Personal information
- Full name: John Andrew Prior
- Born: 14 June 1960 (age 66) Dublin, Leinster, Ireland
- Batting: Right-handed
- Bowling: Right-arm medium

Domestic team information
- 1981–1986: Ireland

Career statistics
| Competition | First-class | List A |
| Matches | 6 | 3 |
| Runs scored | 232 | 53 |
| Batting average | 25.77 | 17.66 |
| 100s/50s | 0/2 | 0/1 |
| Top score | 87 | 50 |
| Balls bowled | 311 | 102 |
| Wickets | 3 | 0 |
| Bowling average | 39.66 | – |
| 5 wickets in innings | 0 | 0 |
| 10 wickets in match | 0 | n/a |
| Best bowling | 2/7 | – |
| Catches/stumpings | 3/– | 1/– |
- Source: Cricinfo, 24 October 2018

= John Prior (cricketer) =

Irish cricketer

John Andrew Prior (born 14 June 1960) is a former Irish first-class cricketer.

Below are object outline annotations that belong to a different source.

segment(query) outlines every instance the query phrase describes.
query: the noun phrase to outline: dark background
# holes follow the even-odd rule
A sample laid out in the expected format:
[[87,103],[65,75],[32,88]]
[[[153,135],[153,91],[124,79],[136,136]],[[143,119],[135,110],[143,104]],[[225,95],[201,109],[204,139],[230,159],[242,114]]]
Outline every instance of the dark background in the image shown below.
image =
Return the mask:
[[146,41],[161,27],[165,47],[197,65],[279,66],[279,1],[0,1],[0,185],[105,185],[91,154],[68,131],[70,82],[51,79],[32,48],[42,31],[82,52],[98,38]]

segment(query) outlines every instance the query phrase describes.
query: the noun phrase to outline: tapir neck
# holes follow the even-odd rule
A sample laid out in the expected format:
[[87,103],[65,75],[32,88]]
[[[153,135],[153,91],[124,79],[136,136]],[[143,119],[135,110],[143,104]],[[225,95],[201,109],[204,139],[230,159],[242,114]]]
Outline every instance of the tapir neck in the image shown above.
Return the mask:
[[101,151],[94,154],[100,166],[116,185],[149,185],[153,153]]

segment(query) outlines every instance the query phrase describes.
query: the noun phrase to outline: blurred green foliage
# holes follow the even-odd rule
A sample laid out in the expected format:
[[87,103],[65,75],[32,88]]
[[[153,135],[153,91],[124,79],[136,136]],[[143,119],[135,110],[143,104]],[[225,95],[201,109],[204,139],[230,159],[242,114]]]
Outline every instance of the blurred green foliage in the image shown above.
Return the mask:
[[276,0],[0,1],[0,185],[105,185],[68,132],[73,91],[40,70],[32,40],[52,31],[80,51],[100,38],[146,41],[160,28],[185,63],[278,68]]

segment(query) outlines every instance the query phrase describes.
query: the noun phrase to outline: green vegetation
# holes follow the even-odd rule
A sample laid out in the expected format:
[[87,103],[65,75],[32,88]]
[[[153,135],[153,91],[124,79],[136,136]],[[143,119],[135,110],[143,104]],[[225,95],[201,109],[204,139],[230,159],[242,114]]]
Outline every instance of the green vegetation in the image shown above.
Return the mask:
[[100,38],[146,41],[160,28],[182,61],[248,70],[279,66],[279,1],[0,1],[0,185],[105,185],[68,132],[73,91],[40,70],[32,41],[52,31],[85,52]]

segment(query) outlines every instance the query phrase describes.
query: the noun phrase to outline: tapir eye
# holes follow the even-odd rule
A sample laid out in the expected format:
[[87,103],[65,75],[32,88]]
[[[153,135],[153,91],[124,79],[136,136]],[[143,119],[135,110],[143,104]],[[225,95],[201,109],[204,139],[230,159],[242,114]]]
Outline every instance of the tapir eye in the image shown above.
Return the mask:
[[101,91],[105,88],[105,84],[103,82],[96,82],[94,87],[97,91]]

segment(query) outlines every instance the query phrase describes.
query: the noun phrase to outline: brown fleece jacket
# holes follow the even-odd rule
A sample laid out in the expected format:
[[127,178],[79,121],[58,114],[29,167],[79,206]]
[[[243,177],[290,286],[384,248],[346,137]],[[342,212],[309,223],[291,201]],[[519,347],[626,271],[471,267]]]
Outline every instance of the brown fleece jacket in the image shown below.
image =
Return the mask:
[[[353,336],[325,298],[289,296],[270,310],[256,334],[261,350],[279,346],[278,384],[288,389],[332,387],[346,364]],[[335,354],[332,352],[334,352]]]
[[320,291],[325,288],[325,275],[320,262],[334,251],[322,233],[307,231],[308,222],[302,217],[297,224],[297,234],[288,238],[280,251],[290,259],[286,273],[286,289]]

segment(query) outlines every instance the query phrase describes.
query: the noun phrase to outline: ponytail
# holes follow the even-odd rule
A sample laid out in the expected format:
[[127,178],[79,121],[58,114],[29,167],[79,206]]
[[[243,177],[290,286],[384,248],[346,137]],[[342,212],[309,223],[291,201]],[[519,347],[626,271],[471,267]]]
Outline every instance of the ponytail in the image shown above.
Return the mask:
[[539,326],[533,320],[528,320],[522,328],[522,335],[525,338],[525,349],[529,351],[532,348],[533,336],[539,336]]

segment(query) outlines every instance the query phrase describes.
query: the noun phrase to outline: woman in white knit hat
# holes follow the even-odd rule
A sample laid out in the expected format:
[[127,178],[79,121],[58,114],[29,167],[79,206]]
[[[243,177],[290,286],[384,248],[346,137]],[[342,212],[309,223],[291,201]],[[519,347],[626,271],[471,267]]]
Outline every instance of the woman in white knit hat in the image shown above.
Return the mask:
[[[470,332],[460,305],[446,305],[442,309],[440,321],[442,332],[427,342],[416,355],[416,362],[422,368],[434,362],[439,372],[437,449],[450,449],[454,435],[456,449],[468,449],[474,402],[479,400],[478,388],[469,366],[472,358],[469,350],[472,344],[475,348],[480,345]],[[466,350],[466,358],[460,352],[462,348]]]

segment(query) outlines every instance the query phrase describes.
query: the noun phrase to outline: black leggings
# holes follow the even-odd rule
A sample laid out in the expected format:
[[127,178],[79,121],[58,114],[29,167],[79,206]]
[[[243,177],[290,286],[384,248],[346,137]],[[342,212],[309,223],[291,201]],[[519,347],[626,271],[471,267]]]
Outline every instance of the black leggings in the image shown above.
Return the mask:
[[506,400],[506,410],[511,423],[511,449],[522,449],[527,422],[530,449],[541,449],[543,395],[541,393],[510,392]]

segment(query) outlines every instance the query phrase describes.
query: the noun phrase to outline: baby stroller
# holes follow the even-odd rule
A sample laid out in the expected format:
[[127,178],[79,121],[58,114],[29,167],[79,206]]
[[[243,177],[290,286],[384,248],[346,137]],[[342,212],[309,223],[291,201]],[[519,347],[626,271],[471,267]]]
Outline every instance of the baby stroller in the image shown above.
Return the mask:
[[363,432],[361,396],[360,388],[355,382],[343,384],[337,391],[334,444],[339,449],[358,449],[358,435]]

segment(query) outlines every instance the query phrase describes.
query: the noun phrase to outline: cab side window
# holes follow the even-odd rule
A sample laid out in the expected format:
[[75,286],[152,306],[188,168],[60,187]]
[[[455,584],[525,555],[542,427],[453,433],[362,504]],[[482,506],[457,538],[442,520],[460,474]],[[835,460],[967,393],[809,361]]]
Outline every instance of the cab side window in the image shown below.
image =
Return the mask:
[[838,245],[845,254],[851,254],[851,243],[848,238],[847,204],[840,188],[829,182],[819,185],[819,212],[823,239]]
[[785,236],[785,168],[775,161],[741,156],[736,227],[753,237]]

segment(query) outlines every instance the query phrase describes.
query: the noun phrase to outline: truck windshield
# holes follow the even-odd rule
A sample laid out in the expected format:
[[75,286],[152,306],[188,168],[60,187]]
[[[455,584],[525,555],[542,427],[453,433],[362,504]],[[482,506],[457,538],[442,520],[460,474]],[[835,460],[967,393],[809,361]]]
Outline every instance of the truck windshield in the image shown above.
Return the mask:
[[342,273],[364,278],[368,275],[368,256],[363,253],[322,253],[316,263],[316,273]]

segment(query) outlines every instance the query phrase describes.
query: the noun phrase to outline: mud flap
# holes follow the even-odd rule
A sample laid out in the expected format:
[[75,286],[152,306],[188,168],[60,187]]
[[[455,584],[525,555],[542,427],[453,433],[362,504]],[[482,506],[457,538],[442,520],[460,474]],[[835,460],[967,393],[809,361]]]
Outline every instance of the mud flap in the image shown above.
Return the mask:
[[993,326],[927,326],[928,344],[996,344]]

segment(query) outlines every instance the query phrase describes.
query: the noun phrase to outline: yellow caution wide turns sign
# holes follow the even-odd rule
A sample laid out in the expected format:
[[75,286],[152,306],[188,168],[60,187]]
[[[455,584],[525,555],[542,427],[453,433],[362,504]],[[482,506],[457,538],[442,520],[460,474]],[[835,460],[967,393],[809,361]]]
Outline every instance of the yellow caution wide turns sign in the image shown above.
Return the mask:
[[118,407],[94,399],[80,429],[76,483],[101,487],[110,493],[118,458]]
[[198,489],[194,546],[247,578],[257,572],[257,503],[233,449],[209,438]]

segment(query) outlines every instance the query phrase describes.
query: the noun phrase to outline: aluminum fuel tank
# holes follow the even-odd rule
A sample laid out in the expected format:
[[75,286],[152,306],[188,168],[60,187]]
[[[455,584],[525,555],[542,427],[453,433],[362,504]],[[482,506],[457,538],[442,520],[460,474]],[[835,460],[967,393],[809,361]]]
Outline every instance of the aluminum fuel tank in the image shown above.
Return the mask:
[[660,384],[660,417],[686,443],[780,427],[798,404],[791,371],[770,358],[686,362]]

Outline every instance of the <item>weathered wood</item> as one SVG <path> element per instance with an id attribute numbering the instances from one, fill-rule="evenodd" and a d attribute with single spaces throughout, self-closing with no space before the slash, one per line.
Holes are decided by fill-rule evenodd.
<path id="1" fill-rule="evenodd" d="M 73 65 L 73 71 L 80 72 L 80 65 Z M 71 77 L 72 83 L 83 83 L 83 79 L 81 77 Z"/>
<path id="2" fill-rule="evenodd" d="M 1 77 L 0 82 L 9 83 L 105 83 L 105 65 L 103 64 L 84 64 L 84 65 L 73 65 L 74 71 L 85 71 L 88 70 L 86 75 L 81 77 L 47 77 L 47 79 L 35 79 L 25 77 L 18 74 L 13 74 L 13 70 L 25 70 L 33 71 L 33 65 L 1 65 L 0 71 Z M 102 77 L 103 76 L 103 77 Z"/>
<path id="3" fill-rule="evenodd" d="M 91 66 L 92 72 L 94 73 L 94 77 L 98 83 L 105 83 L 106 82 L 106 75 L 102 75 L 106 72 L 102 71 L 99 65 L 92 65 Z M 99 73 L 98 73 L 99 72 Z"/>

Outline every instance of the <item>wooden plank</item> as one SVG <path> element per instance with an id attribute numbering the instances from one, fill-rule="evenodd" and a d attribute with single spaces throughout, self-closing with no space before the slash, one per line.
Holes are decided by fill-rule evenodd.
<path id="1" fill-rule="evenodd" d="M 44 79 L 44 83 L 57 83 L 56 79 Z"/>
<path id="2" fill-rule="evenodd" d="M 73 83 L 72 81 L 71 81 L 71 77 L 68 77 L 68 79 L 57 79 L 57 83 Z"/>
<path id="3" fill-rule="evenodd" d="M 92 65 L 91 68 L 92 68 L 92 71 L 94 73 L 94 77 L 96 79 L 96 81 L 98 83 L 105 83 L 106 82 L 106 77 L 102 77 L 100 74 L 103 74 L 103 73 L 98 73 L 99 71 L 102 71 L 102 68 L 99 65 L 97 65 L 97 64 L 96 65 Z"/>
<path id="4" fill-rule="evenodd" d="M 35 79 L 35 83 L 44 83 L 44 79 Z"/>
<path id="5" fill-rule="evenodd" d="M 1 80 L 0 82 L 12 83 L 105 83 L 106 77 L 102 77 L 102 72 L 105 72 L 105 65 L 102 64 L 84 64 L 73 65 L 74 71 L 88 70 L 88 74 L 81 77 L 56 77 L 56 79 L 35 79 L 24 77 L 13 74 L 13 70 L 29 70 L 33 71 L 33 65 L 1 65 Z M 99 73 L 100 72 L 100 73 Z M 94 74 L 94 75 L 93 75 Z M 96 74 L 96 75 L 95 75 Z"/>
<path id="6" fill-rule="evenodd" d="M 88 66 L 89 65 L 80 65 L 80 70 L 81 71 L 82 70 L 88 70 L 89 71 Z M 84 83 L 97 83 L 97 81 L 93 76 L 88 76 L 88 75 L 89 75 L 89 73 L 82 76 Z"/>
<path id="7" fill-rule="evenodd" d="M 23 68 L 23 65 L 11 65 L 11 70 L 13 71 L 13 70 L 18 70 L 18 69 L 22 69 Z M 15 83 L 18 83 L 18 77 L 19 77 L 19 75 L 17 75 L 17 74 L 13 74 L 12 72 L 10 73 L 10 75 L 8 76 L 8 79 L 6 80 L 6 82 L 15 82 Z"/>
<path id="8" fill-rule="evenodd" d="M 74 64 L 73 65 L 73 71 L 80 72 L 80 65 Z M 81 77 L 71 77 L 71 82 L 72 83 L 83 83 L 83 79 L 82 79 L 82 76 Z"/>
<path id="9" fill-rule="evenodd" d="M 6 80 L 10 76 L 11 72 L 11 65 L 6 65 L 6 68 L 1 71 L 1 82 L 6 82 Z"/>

Prior was born at Dublin in June 1960, where he was educated at Belvedere College. After completing his secondary education, he studied at the National Institute for Higher Education. After finishing his studies, Prior worked as an accountant. Playing his club cricket for Old Belvedere, Prior made his debut in first-class cricket for Ireland against Scotland at Dublin in 1981. He made his debut in List A cricket against Sussex in the 1983 NatWest Trophy. He played first-class and List A cricket for Ireland until 1986, making six appearances in first-class cricket and three in List A cricket. In first-class cricket, he scored 232 runs at a batting average of 25.77, with a high score of 87. This score, one of two half centuries he made, came against Scotland in 1984. With his medium pace bowling, Prior took 3 wickets with best figures of 2/7. In List A cricket, he scored 53 runs with a high score of 50, which came against Surrey at The Oval in the 1984 NatWest Trophy. His playing career for Ireland came to an end in 1986, and in 1988 he emigrated to Sydney to take up a position with IBM. While in Australia, he played second grade club cricket in Sydney.